Leon menelantarkan istri dan anak sematawayangnya demi seorang wanita muda yang berhasil menggoyahkan keharmonisan rumah tangganya dengan Agatha. Bahkan, Leon sudah mengatakan tepat dihadapan Vrill dan Agatha, bahwa ia akan segera menikahi wanita simpanannya itu dengan atau tanpa persetujuan dari keduanya.

"Gue mau mati aja Shill," suara serak dari mulut Vrill sontak membuat mata Shilla terbelalak.
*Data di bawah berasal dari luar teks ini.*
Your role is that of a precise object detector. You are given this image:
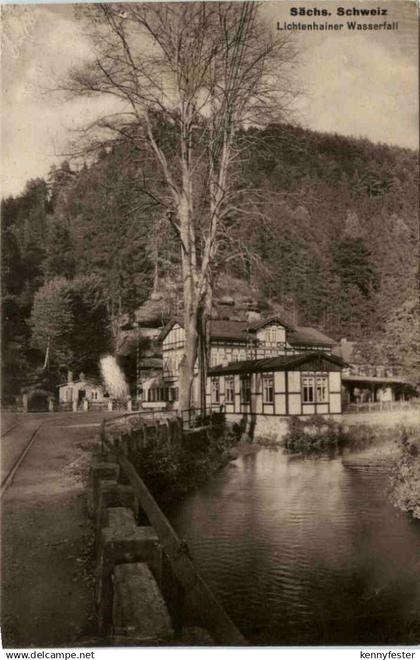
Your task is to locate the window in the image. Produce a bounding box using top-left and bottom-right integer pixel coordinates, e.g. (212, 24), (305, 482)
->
(91, 391), (98, 400)
(316, 375), (328, 403)
(266, 326), (275, 343)
(263, 374), (274, 404)
(225, 377), (235, 404)
(302, 375), (315, 403)
(211, 378), (220, 404)
(302, 373), (329, 403)
(240, 375), (251, 403)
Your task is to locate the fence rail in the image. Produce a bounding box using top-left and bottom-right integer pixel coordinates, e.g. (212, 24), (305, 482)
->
(343, 400), (420, 414)
(180, 405), (224, 430)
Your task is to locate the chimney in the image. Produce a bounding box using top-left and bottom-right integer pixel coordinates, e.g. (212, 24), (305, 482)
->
(67, 370), (73, 384)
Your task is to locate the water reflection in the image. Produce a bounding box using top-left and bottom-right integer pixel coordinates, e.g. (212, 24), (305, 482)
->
(169, 448), (420, 645)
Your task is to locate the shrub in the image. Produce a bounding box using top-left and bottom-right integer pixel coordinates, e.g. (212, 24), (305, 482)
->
(283, 416), (378, 453)
(127, 420), (233, 505)
(389, 427), (420, 519)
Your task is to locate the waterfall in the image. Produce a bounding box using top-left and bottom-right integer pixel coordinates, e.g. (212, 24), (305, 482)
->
(100, 355), (129, 399)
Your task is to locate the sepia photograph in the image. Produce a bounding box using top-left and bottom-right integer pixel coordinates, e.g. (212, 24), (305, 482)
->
(1, 0), (419, 652)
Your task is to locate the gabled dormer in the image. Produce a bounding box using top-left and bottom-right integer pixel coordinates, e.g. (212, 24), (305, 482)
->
(247, 317), (290, 348)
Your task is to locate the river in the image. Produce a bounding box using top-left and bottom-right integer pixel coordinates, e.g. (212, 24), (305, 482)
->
(169, 446), (420, 645)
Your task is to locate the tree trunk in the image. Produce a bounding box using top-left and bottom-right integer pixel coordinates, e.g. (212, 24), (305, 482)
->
(179, 310), (198, 412)
(177, 189), (199, 412)
(197, 307), (208, 413)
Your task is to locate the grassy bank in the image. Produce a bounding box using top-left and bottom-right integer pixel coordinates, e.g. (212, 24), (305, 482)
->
(282, 415), (381, 453)
(389, 427), (420, 519)
(282, 415), (420, 520)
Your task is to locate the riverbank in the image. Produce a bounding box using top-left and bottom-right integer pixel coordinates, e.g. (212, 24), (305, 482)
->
(280, 416), (420, 520)
(388, 427), (420, 519)
(342, 407), (419, 428)
(105, 412), (419, 520)
(105, 416), (242, 508)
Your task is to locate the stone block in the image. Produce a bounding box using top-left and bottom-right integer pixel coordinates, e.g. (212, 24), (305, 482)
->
(96, 482), (139, 531)
(112, 562), (173, 645)
(88, 464), (120, 515)
(103, 506), (136, 531)
(96, 525), (163, 635)
(90, 463), (120, 489)
(120, 433), (130, 457)
(103, 452), (118, 464)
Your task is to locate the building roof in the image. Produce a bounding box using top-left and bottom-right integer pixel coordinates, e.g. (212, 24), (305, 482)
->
(210, 319), (251, 342)
(288, 326), (337, 347)
(160, 318), (253, 343)
(160, 317), (337, 348)
(342, 375), (412, 386)
(58, 378), (102, 388)
(246, 316), (291, 331)
(209, 351), (347, 376)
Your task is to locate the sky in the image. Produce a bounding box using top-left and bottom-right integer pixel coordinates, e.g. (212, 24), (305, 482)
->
(1, 0), (419, 198)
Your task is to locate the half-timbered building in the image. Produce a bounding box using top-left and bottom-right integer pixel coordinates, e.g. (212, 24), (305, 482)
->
(207, 352), (345, 417)
(142, 316), (344, 416)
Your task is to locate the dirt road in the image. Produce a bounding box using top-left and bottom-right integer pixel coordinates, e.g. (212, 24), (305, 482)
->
(1, 413), (115, 648)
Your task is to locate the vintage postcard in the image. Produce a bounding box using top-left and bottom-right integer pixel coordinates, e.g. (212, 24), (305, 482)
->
(1, 0), (419, 655)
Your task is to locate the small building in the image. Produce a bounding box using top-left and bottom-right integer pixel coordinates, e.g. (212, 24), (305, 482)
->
(58, 371), (107, 406)
(207, 352), (345, 417)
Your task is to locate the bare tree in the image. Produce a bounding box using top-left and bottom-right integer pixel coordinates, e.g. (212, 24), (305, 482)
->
(64, 2), (297, 410)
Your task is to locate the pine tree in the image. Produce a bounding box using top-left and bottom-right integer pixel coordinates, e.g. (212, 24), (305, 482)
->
(43, 218), (75, 279)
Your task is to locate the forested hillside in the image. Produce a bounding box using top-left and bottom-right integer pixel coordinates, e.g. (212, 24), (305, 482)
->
(2, 123), (418, 399)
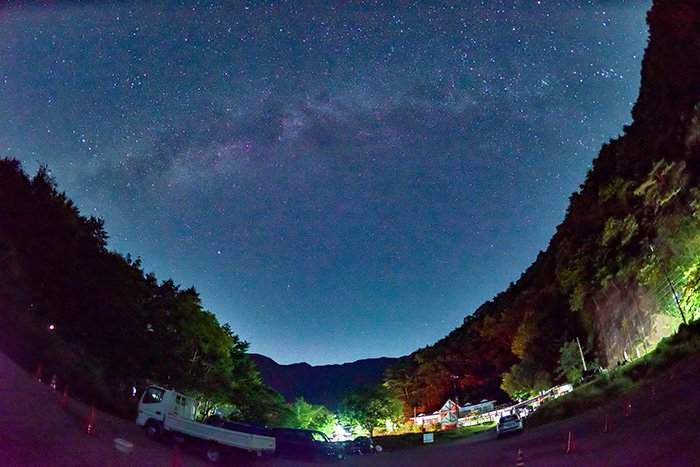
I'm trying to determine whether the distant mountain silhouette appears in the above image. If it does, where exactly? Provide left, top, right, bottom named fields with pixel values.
left=249, top=353, right=398, bottom=410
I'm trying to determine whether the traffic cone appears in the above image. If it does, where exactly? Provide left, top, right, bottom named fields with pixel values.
left=566, top=430, right=576, bottom=454
left=50, top=374, right=57, bottom=392
left=35, top=364, right=43, bottom=382
left=516, top=448, right=525, bottom=466
left=60, top=387, right=69, bottom=408
left=172, top=444, right=184, bottom=467
left=86, top=406, right=96, bottom=435
left=625, top=401, right=632, bottom=418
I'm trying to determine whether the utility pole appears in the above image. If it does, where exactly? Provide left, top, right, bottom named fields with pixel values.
left=650, top=244, right=687, bottom=325
left=451, top=375, right=459, bottom=405
left=576, top=337, right=588, bottom=372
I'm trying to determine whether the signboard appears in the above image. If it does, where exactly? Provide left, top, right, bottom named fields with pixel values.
left=423, top=433, right=434, bottom=444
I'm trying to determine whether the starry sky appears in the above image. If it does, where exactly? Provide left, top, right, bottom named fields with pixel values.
left=1, top=1, right=650, bottom=365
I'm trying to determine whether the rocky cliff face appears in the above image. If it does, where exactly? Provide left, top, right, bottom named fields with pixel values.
left=581, top=0, right=700, bottom=366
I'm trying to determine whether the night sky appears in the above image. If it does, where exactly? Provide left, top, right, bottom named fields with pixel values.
left=1, top=1, right=650, bottom=365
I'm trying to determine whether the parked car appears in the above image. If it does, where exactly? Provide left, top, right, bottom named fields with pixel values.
left=271, top=428, right=345, bottom=462
left=347, top=436, right=374, bottom=455
left=496, top=414, right=523, bottom=438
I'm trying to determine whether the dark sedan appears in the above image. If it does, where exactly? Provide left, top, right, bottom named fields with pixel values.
left=271, top=428, right=345, bottom=462
left=346, top=436, right=375, bottom=455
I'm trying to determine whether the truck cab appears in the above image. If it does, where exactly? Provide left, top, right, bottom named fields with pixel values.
left=136, top=385, right=196, bottom=436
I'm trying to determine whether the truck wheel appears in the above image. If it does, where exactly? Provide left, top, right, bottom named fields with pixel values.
left=206, top=443, right=222, bottom=463
left=145, top=421, right=163, bottom=440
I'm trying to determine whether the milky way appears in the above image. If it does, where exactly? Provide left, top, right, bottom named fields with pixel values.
left=0, top=1, right=650, bottom=364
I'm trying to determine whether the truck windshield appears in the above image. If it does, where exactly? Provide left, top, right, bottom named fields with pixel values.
left=142, top=387, right=165, bottom=404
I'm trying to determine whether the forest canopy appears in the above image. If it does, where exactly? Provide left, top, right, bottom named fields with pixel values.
left=0, top=159, right=288, bottom=423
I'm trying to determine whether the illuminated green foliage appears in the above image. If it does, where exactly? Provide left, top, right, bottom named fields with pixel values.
left=556, top=341, right=584, bottom=384
left=680, top=260, right=700, bottom=321
left=601, top=214, right=639, bottom=248
left=633, top=160, right=687, bottom=212
left=500, top=358, right=551, bottom=401
left=289, top=398, right=337, bottom=436
left=339, top=385, right=403, bottom=437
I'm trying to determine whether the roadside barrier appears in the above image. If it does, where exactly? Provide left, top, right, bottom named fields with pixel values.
left=565, top=430, right=576, bottom=454
left=604, top=414, right=610, bottom=433
left=86, top=406, right=96, bottom=435
left=515, top=448, right=524, bottom=466
left=624, top=401, right=632, bottom=418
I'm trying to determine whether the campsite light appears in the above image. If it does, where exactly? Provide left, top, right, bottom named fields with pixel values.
left=334, top=424, right=351, bottom=441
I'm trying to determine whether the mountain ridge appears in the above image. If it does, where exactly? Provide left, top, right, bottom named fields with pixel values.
left=249, top=353, right=398, bottom=410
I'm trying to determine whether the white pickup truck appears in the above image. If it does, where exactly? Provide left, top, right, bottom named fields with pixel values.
left=136, top=385, right=276, bottom=462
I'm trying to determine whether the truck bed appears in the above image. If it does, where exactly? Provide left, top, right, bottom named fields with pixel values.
left=164, top=416, right=276, bottom=453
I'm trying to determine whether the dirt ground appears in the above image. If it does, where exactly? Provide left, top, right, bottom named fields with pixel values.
left=2, top=350, right=700, bottom=466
"Lo jangan gila, Vrill! Gue masih ada disini buat lo, gue disini untuk ikut memikul beban lo, gue sahabat lo Vrill kalo lo lupa!" Emosi Shilla langsung membuncah. Air matanya perlahan-lahan melebur. Dadanya turun naik, perasaannya seketika menjadi kacau mendengar ucapan dari sahabatnya itu.

Vrill tersungkur lemah. Ia duduk diatas tanah beralaskan rumput hijau di taman yang kala itu memang kebetulan sepi. Ia sudah tidak tahu lagi bagaimana melambangkan kehancurannya, air matanya hampir kering, umpatan-umpatan kasar ia sebutkan seperti mantra, ia sudah seperti orang yang kehilangan akal. Nyatanya, semua itu tidak membuat keadaan baik berbalik padanya. Malahan makin terasa rumit dan berantakan.

Perasaan Vrill kosong, ia sudah tidak dapat merasakan apa-apa. Ia mati rasa, semua ini terlalu sakit untuk ia rasakan sedini ini. Dunia seperti memeranginya, bahwa ia pernah melakukan sebuah dosa besar sehingga sang Pencipta memberikannya hukuman seperih yang ia rasakan saat ini.

"Vrill, pulang ya?" Shilla menatap wajah pucat itu dengan lembut. "Apa yang gue punya, apa yang gue milikin, apapun yang ada didiri gue, gue mau berbagi semuanya sama lo, Vrill. Lo berhak buat bahagia, lo berhak hidup tenang, lo berhak untuk mendapatkan cinta meskipun bukan dari orang yang lo harepin. Lo harus bangkit, lo harus buktiin bahwa lo lebih kuat dari apa yang mereka pikirin. Buktiin ke Om Leon kalo misalkan lo udah dewasa, buktiin ke dia kalo lo tetep baik-baik aja meskipun tanpa dia. Lo harus kuat, karena gue disini. Gue disini untuk ngasih lo energi. Lo ga lupa kan janji kita? Seneng sedih bareng-bareng itu bukan cuma wacana, Vrill. Gue mau berbagi apa aja buat lo, gue mau---"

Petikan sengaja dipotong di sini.